Advice from the old lady:
Women still want "real" men at the end of the day. Fine if a woman builds financial success, but even if she is feminine in her relationship and attractive, if she outearns the man often he will feel emasculated to some degree or another.
That is very tough on a man, because it cuts into how he assigns himself value. If he doesn't out earn her he isn't the final decision maker on many major decisions, her earning power translates into a power struggle in the relationship often times.
So ideally a financially successful woman pairs with an even more financially successful man. Not because she needs his resources but because she needs to respect him and respect his accomplishments.
Trouble is that in the 1-2% of the financially successful men & women, men are less worried about how financially well off a girl is, he will pick up the slack if she is attractive enough and satisfies his other criteria. So while a 1% woman is looking for a 1% man, the 1% man casts a much wider net than just 1% women.
So as a man gains financial success his options broaden; but a woman's narrow. It is what it is. There are men who can look past a woman's earning power if he is solid enough in who he is and what he has to offer, but men have insecurities too and a wage gap in favor of the woman accentuates that kind of problem. Ask me how I know, lol.
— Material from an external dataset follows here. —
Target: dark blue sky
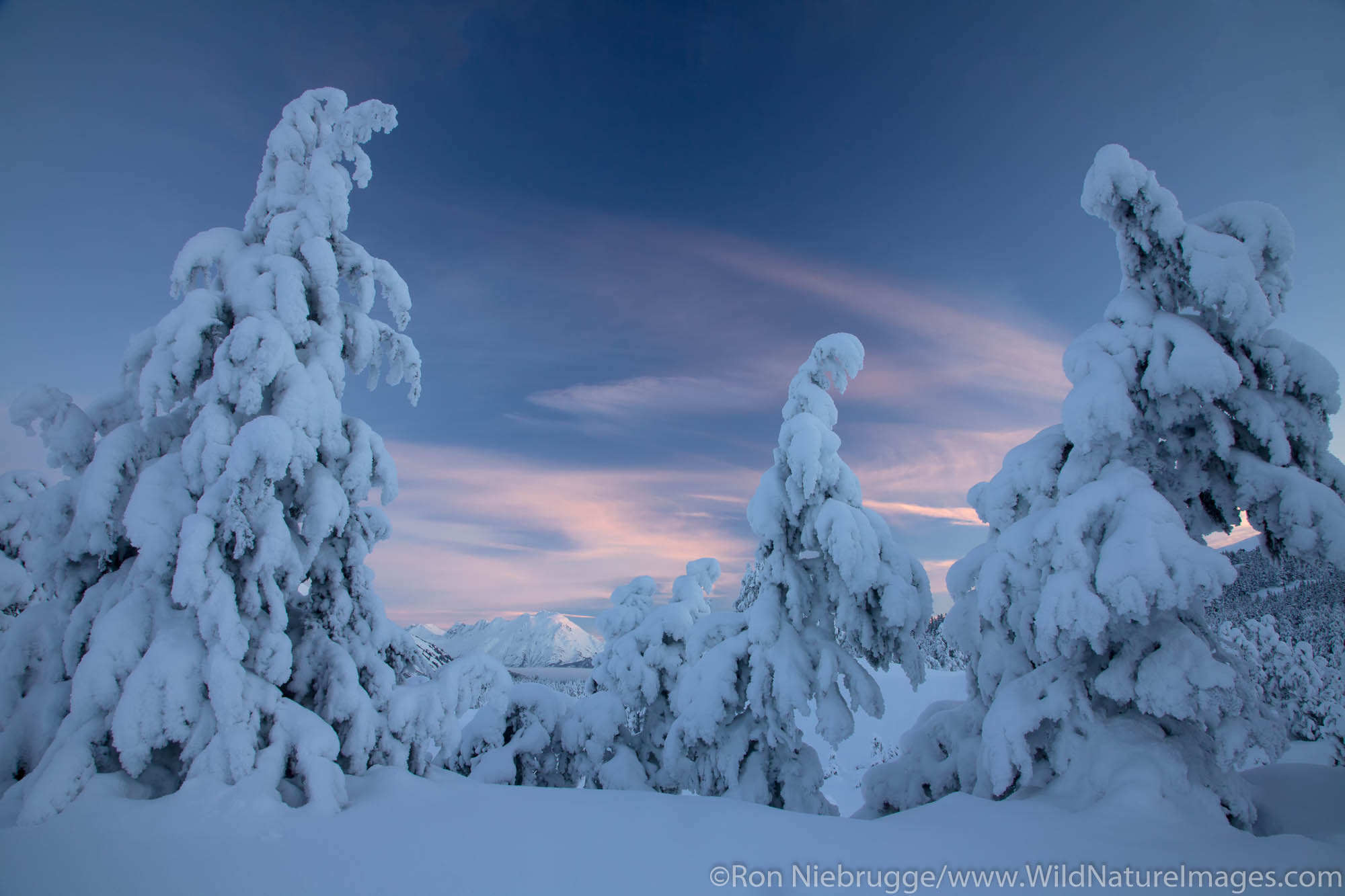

And look, there are plenty of 1% men who just really do not have sex appeal (my highest priority, followed closely by intelligence & ambition). So I place sex appeal above financial status. It can STILL create issues.
I'm not taking the advice of a noob who knows nothing about real estate on real estate investing. Even though he earns 6 figures & is an excellent software engineer. Not when I've got 50+ transactions under my belt. You don't ask a stock broker for advice about cardiac surgery.
This should be obvious. Its ego. Very hard for guys with fragile egos secondary to a wage gap in favor of the woman to stay in his lane. I listen and acknowledge, and then do what I know to do. If I need an opinion? I get it from someone I respect who has equal or greater knowledge than me in my field.
I mean I know nothing about writing software. I also am smart enough NOT to advise a software writing expert how to create software. I stay in my lane; in my competency & stay OUT of his.
But this is hard for many men to put in practice for some reason. Fragile ego is my best guess.
But women price themselves out in a way financially, even if they are sweet. Even if they are hot. There are split power couples everywhere that illustrate this.